Evol Ecol Res 4: 1005-1016 (2002)     Full PDF if your library subscribes.

Fossil mammals resolve regional patterns of Eurasian climate change over 20 million years

Mikael Fortelius,1* Jussi Eronen,1 Jukka Jernvall,2 Liping Liu,1,3 Diana Pushkina,1 Juhani Rinne,4 Alexey Tesakov,5 Inesa Vislobokova,6 Zhaoqun Zhang3 and Liping Zhou7

1Department of Geology, University of Helsinki and 2Developmental Biology Program, Institute of Biotechnology, University of Helsinki, Finland, 3Institute of Vertebrate Palaeontology and Palaeoanthropology, Academia Sinica, Beijing, China, 4Finnish Meteorological Institute, Helsinki, Finland, 5Geological Institute and 6Palaeontological Institute, Russian Academy of Sciences, Moscow, Russia and 7Department of Geography, Beijing University, China

Address all correspondence to Mikael Fortelius, Department of Geology, University of Helsinki, PO Box 64, FIN-00014 Helsinki, Finland.
e-mail: mikael.fortelius@helsinki.fi

ABSTRACT

Fossil teeth of terrestrial plant-eating mammals offer a new, quasi-quantitative proxy for environmental aridity that resolves previously unseen regional features across the Eurasian continent from 24 to 2 million years ago.
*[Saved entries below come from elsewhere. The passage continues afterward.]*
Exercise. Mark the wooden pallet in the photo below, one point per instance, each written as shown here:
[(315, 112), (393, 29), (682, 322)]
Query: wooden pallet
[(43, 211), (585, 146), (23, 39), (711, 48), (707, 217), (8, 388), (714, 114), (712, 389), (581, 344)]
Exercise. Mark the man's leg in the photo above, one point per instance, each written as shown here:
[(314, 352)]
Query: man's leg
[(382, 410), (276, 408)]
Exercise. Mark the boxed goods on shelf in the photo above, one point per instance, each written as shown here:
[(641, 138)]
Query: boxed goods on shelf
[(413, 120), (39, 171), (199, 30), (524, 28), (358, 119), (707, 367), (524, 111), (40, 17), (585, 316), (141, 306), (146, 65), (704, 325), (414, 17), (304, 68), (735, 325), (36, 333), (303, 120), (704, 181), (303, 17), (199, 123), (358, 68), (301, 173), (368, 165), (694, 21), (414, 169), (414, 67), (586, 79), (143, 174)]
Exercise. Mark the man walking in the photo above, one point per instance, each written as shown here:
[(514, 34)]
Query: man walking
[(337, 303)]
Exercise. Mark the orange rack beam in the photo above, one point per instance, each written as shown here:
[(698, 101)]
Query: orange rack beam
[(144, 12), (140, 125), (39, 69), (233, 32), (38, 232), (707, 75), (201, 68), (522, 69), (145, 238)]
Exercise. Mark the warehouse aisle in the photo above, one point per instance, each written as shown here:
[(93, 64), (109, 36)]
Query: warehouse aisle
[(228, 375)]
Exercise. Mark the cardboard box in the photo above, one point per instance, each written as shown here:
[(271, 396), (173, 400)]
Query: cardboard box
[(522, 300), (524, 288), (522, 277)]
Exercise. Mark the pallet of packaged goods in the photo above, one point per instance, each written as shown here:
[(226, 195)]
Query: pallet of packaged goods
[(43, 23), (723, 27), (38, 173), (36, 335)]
The pattern seen prior to 11 million years ago are quite different from today’s. Thereafter, a progressively modern rainfall distribution developed at about 7 to 5 million years ago when East Asia remained unexpectedly humid while Europe experienced a transient phase of strong aridity. Mean hypsodonty is a geographically extensive and stratigraphically well-resolved palaeoprecipitation proxy that can be used to constrain the regional details of vegetation and climate models.

Keywords: Eurasian continent, fossil mammal tooth, mid-latitude aridity, Neogene, palaeoprecipitation proxy.